O Comité de Política Monetária (MPC) do Banco de Inglaterra votou a favor de uma subida da Bank Rate em linha com as previsões, mantendo o foco no regresso da inflação à meta. A decisão preservou uma orientação de política monetária restritiva, com a comunicação ancorada na perspetiva para as pressões sobre os preços e nas condições económicas mais amplas. Os mercados já antecipavam em grande medida o movimento, e a divisão na votação sublinhou o debate em curso no seio do comité sobre a rapidez com que poderá voltar a apertar.
A par da subida, o BoE reiterou o compromisso com o seu quadro atual de tomada de decisões, condicionando os próximos passos aos dados que forem chegando sobre inflação, salários e atividade. A fragmentação no MPC refletiu avaliações distintas sobre a persistência da inflação doméstica e os riscos para o crescimento, embora a decisão tenha permanecido consistente com a abordagem recente do banco central de equilibrar estabilidade de preços e dinâmica económica.
Reação do Mercado e Perspetiva para a Trajetória das Taxas
A decisão do Banco de Inglaterra de subir taxas estava totalmente antecipada pelo mercado. Isto significa que o movimento inicial de preços na libra esterlina e nos gilts já terá provavelmente ocorrido nos dias que antecederam a sessão de hoje. Observamos uma descida da volatilidade implícita nas opções sobre GBP, uma vez que o risco de evento já ficou para trás.
Consideramos que a subida era necessária, dado que o IPC do Reino Unido continua a revelar rigidez, mantendo-se teimosamente nos 3,8% na leitura mais recente. Com o crescimento salarial ainda elevado, em 5,5%, o Banco teve pouca margem para não manter uma postura restritiva. Estes dados sustentam a ideia de que a política continuará apertada num horizonte previsível.
A divisão de votos de 7-2 é o detalhe mais importante para nós daqui para a frente. Embora a maioria permaneça “hawkish”, os dois votos dissidentes a favor de manter inalterado sugerem que o comité se aproxima da taxa terminal.

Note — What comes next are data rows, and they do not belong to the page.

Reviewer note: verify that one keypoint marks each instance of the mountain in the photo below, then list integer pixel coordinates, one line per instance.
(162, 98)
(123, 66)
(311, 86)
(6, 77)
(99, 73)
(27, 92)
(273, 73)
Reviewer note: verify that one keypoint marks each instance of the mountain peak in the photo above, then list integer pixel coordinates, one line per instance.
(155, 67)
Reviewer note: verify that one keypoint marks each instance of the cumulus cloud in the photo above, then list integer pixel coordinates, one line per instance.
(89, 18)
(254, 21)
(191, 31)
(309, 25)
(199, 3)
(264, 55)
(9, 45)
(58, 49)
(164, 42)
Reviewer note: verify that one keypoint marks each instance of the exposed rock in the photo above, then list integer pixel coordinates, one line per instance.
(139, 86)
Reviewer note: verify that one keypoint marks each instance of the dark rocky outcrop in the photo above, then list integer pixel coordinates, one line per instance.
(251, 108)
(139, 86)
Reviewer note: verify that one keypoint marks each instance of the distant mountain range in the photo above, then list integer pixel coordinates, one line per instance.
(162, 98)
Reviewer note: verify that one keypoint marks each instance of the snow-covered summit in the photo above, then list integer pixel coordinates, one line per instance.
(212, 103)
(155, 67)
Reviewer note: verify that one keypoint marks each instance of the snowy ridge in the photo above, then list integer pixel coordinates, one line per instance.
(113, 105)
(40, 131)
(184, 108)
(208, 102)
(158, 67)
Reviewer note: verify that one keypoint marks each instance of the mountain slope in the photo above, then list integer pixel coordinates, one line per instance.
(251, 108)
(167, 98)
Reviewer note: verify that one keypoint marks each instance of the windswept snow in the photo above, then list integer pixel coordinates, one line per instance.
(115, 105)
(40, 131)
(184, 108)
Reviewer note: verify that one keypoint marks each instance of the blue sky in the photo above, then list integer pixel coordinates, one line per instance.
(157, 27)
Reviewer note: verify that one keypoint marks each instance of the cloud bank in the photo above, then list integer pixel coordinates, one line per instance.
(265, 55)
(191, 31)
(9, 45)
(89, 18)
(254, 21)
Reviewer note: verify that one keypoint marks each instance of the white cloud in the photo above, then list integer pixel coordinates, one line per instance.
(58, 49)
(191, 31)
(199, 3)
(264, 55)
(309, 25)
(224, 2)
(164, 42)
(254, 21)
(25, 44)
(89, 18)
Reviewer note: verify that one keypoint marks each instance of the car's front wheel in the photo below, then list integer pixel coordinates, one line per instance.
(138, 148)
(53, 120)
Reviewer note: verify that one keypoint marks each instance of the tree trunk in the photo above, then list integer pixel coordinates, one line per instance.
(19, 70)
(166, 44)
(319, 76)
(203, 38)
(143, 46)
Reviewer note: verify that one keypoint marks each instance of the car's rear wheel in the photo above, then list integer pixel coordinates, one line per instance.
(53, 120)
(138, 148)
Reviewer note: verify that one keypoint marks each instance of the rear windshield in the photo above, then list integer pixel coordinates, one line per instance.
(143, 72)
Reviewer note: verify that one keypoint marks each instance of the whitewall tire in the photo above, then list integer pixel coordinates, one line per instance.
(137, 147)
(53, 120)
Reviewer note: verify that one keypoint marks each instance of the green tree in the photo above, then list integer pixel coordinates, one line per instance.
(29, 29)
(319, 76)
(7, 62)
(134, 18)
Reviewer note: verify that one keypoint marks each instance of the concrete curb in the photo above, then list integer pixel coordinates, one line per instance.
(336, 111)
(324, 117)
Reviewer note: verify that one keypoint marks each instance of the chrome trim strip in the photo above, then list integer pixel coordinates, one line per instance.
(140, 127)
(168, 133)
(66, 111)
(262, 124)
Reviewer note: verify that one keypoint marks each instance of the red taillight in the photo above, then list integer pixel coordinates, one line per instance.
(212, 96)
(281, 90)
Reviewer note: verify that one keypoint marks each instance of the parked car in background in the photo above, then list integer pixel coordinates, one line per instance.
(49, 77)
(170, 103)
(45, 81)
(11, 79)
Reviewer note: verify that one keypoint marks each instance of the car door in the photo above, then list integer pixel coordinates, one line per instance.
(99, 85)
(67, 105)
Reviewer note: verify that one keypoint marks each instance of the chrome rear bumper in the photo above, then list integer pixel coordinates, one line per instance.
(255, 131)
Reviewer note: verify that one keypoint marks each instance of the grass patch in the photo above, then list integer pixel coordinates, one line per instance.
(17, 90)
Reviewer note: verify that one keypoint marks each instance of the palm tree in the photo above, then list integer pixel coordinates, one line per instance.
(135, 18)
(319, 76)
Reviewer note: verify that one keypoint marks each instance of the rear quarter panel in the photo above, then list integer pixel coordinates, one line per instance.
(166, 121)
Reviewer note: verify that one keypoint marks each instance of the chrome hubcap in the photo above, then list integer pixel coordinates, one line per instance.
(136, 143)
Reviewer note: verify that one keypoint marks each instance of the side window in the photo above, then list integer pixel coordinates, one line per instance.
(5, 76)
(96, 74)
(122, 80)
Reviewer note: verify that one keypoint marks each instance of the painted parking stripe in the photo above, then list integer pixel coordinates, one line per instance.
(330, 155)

Isto sinaliza que o fim do ciclo de subidas poderá estar a apenas uma ou duas reuniões de distância.
Estamos a acompanhar a curva de futuros de SONIA para nos posicionarmos. Os contratos de curto prazo deverão permanecer ancorados pela subida de hoje, mas vemos valor em contratos com maturidades a seis a nove meses. Estes futuros de maturidade mais longa poderão não estar a incorporar plenamente a possibilidade de cortes de taxas no início de 2027.
Perspetiva para a Libra e Implicações para o Mercado Acionista
Para a libra, a dinâmica passa agora por “vender no facto”, já que a ausência de uma orientação prospetiva mais agressiva remove um catalisador para novas subidas. Historicamente, o GBP/USD tende a estagnar após uma subida já descontada, como se observou várias vezes durante o ciclo de 2022-2023. Estamos a ponderar vender opções call de GBP/USD de curto prazo para tirar partido de um potencial limite ao movimento ascendente.
Do lado das ações, este ambiente prolongado de taxas elevadas representa um fator adverso para o FTSE 100. Uma libra forte penaliza os grandes grupos com receitas internacionais, e os custos de financiamento mais elevados pressionam as empresas domésticas. Manteremos uma postura cautelosa a negativa (“bearish”) sobre os futuros do FTSE nas próximas semanas.